The building blocks for EOFY achievement
Here are some key advice and dates from experts who small business owners might want to keep in mind when getting their house in order for tax time.
1. Finalise your accounts
- Examine and approve your invoices, bills and expense claims.
- Monitor accounts that are due and outstanding transactions for an overview of the year’s total.
- Re-evaluate debtors on 31 March, and think about the possibility of writing off any bad debts so that they can be counted as an end-of-year deduction.
- Note clients or suppliers who been invoiced on or before 31 March or before but won’t be paid until after April. Think about treating these expenses as 2020-21 costs.
2. Make sure you reconcile and clean up your files
- Consolidate bank statements, tax year-end statements, records, plus sales, expense, and purchase records.
- Consolidate your bank accounts and make sure they are in balance with the amounts from your bank statement.
- Prepare your profit-and-loss statement to determine the amount of annual revenue your business has earned.
3. Re-read the information you receive from your payroll provider and Inland Revenue
- Assess information obtained during EOFY to assess the financial position of your business.
- Contact your payroll provider to provide EOFY data when you can, to allow it to be analysed.
- Access to Inland Revenue records, including PAYE tax obligations, as well as KiwiSaver requirements for the employees.
4. Manage superannuation
- Make sure you are aware of your employer’s superannuation contribution tax (ESCT) rates*, with the tax rate varying for each employee based on their income and length of their tenure.

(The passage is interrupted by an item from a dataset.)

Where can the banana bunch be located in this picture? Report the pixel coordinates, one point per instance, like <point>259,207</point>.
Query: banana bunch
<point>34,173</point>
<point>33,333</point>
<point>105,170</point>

- You must file electronically, in accordance with the mandate, if your business pays more than $50,000 per year in ESCT and PAYE taxes.
*For KiwiSaver businesses, they have to pay ESCT on mandatory employee contributions up to 3%, but not on contributions taken out of the wages of employees.
5. Maximise your tax refunds
- Track expenses and asset purchases throughout the year, as well as expenditure on improvements or upkeep in order to claim any refunds from EOFY.
- Take into consideration disposing of stocks that are no longer in use, as provisions for obsolete stock or stock write-downs aren’t generally allowed as tax deductions.
- You should consider making your payments within 63 calendar days following 31 March to obtain a deduction for employee-related expenses like bonus pay, holiday pay and long-service leaves.
- If your income is significantly greater than the previous year, you may want to consider an additional voluntary provisional tax payment to align your tax payments with your turnover.
6. Keep business and personal finances separated
You generally don’t get tax deductions for personal expenditure; only business expenses. You could be racking up unnecessary compliance costs if your accountant has to determine what tax-deductible and what’s not.
Important tax dates in 2021
- 9 February 2021 Tax on income for 2020 due for those who do not have a tax professional.
- 1 March 2021 GST return and payment due at the end of January for businesses that file each two months.
- The deadline for filing is 31 March - 2020 income tax return due for tax agents (with a valid extension of the deadline).
- 1. April, 2021 The new fiscal year begins from New Zealand.
- 7 May 2021 - final proviso tax instalment due for the 2020 financial year and the final opportunity to make voluntary tax payments.
- 7 May 2021 End-of-year GST return and payment due.
Note: Some dates may differ from the deadline, for instance when the due date is a weekend or public holiday.